Renting out your property: is it allowed?
Can you buy a house and rent it out? Yes, but with caveats.
- Mortgage restrictions: Standard residential mortgages in the Netherlands usually prohibit renting out the property. If you want to be a landlord, you need a specific “Buy-to-Let” (verhuurhypotheek) mortgage, which typically requires a larger down payment (30-40%) and has higher interest rates.
- Tenant protection: Dutch law heavily favors tenants. It can be very difficult to evict a tenant, even if they stop paying rent or you want to sell the property. Contracts are often indefinite by default.
- Short-term rentals: Renting out via platforms like Airbnb is strictly regulated. In Amsterdam, for example, you are limited to 30 nights per year and must have a permit.
Buying land in the Netherlands
Foreigners, including Americans, are free to buy land in the Netherlands.
There are no restrictions on nationality.
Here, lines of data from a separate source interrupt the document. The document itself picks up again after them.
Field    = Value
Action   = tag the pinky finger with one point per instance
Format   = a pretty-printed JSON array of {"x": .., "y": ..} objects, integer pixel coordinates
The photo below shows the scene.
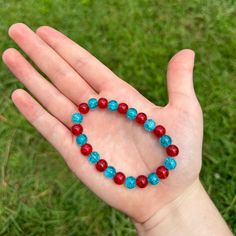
[{"x": 52, "y": 129}]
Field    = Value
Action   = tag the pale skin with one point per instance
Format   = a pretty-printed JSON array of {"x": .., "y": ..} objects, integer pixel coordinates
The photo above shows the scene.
[{"x": 178, "y": 205}]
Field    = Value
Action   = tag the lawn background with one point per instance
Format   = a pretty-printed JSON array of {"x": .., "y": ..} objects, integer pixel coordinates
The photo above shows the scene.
[{"x": 38, "y": 194}]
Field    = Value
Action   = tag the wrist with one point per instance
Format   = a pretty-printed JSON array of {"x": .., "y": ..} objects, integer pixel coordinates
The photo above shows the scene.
[{"x": 192, "y": 213}]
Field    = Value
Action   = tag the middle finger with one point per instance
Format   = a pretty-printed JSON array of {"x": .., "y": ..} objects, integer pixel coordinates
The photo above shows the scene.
[{"x": 62, "y": 75}]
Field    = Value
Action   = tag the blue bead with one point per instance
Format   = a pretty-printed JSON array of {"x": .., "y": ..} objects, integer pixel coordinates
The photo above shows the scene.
[
  {"x": 153, "y": 178},
  {"x": 112, "y": 105},
  {"x": 94, "y": 157},
  {"x": 77, "y": 118},
  {"x": 110, "y": 172},
  {"x": 165, "y": 140},
  {"x": 170, "y": 163},
  {"x": 130, "y": 182},
  {"x": 92, "y": 103},
  {"x": 81, "y": 139},
  {"x": 149, "y": 125},
  {"x": 131, "y": 113}
]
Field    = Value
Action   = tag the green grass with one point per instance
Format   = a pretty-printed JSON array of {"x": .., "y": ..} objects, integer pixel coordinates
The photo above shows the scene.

Buying a plot to build your own home (zelfbouw) is a popular but competitive option.
You will still need to go through a notary to transfer the deed, and the transfer tax for land is generally 10.4%, as it is considered non-residential property until a home is built (though new builds typically attract 21% VAT instead of transfer tax).
Getting a mortgage: should I get one in the Netherlands or the USA?
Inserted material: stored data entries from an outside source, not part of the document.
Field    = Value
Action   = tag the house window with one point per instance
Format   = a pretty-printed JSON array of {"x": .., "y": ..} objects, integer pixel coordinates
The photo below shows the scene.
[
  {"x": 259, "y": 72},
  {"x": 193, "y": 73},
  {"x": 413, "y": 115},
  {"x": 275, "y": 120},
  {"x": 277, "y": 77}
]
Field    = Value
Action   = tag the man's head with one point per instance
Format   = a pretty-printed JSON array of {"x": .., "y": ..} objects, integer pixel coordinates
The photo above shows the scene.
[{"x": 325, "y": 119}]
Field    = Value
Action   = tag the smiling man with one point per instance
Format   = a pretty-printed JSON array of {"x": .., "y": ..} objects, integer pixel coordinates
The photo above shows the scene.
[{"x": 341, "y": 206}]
It is extremely rare for US lenders to offer mortgages for properties in the Netherlands. You will almost certainly need to apply with a Dutch bank or an international lender based in Europe.
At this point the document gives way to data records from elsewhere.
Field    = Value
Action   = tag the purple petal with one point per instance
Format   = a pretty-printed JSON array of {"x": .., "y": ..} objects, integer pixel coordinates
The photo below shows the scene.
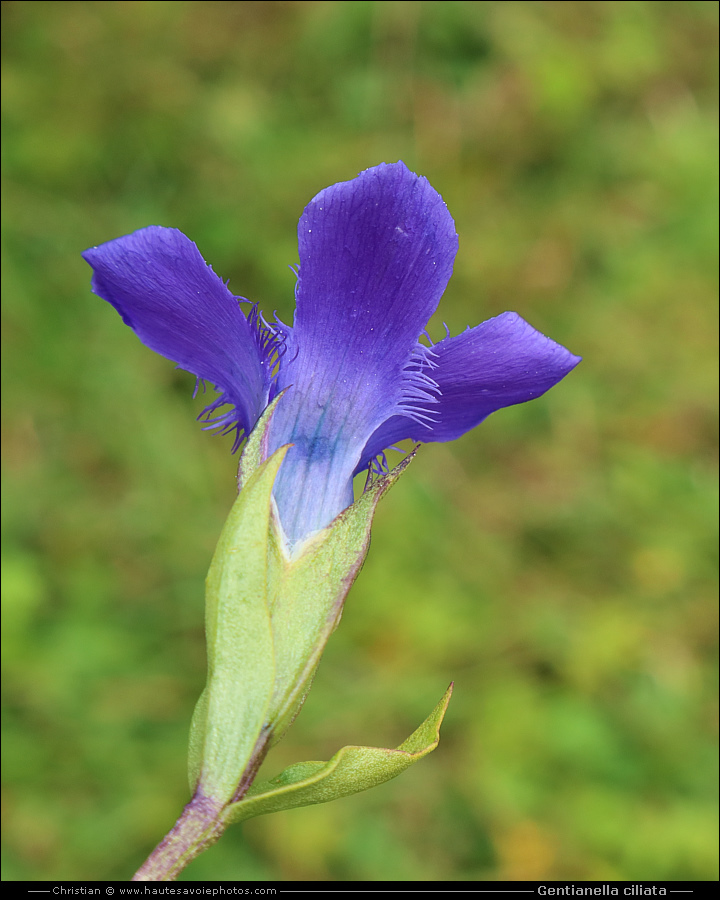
[
  {"x": 375, "y": 256},
  {"x": 164, "y": 290},
  {"x": 499, "y": 363}
]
- Residents: If you live in the Netherlands with a residence permit and earn income in Euros, you can usually borrow up to 100% of the property value, similar to a Dutch citizen.
- Non-residents: If you live in the US and want to buy a holiday home in the Netherlands, financing is much harder. Most main Dutch banks do not lend to non-residents. Specialized “expat mortgages” exist but often require a down payment of 30–40% (max 60–70% Loan-to-Value) and have higher interest rates.
- “Blacklist” checks: Banks will check your creditworthiness. While they can’t check your US credit score directly, they will ask for proof of income, debts, and assets.
The verdict: should you buy a house in the Netherlands as an American?
Buying property here is a solid investment, but it comes with a steep learning curve.
Pros:
- Stable investment: The Dutch market has proven resilient and retains value well.
- No restrictions: You have the same legal ownership rights as a local.
- Language: The process can largely be conducted in English; most notaries and agents are fluent.
- Tax benefits: Mortgage interest deduction is a significant perk if you live and work in the Netherlands.
Cons:
- High entry costs: You need significant cash for closing costs (approx. 4-6% of purchase price) plus the deposit.
- No visa attached: It does not solve your immigration status.
- Tax complexity: You must navigate two tax systems (Dutch and US).
- Tenant laws: Being a landlord is legally complex and heavily regulated.
Useful resources
Government.nl – Official information on transfer taxes and exemptions.
Business.gov.nl – Guide to renting out property and tenancy laws.
Kadaster – The Netherlands’ Land Registry and Mapping Agency.
Funda – The largest property listing site in the Netherlands.
Belastingdienst – The Dutch Tax and Customs Administration.